Die Entwickler betonen, man solle die Meldung einfach mit "OK" bestätigen, die Kontaktermittlung funktioniert dennoch "ganz normal". Allerdings soll es dennoch sinnvoll sein, zu überprüfen, ob das sogenannte COVID-19-Kontaktprotokoll tatsächlich aktiv ist. Checken lässt sich dies in den Geräteeinstellungen unter "Datenschutz", "Health" und "COVID-19-Kontaktprotokoll". Dort muss zu sehen sein, dass die Kontaktermittlung läuft. Laut FAQ handelt es sich bei der Fehlermeldung "um einen iOS-Fehler". Apple arbeite "bereits an einer Lösung, die voraussichtlich mit dem nächsten iOS-Update ausgeliefert wird", heißt es weiter.

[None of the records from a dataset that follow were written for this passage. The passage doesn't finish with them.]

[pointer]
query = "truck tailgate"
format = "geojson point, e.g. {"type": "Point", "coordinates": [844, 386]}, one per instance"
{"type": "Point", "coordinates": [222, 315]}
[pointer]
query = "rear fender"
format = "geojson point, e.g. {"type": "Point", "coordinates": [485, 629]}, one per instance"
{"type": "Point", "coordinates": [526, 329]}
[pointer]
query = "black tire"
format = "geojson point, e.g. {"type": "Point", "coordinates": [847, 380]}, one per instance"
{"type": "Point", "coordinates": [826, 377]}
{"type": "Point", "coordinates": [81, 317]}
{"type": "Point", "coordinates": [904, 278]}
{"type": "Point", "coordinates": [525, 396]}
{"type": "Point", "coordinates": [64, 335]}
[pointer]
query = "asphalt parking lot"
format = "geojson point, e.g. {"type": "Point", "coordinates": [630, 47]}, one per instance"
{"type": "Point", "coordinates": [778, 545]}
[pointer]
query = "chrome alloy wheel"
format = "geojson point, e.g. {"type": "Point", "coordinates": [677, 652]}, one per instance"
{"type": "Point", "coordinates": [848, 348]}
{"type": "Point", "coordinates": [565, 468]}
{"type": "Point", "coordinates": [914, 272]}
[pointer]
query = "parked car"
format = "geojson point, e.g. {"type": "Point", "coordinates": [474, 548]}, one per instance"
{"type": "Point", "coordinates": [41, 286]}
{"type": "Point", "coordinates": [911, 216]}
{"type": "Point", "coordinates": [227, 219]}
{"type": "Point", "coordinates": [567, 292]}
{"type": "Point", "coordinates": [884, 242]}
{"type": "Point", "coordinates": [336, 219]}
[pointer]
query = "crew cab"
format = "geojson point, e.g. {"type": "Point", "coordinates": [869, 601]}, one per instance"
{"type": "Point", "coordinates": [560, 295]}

In der FAQ nennen die Macher von Telekom, SAP und RKI auch den Grund dafür, warum die Corona-Warn-App störenderweise noch immer nicht in allen App Stores von Apple verfügbar ist, was sie für Touristen schlicht nicht nutzbar macht. "Nach eingehender Prüfung der Situation wurde festgestellt, dass eine Veröffentlichung der Corona-Warn-App in App Stores außerhalb von Deutschland im Moment aus rechtlichen Gründen nur nach einer Einzelfallprüfung möglich ist", heißt es in der FAQ lapidar.

Mittlerweile ist es immerhin gelungen, einige EU-Länder – darunter Niederlande, Belgien, Luxemburg, Frankreich, Österreich, die Tschechische Republik, Polen, Dänemark sowie Bulgarien und Rumänien – abzudecken. Wer als US-Tourist das Contact-Tracing möchte, schaut jedoch weiter in die Röhre.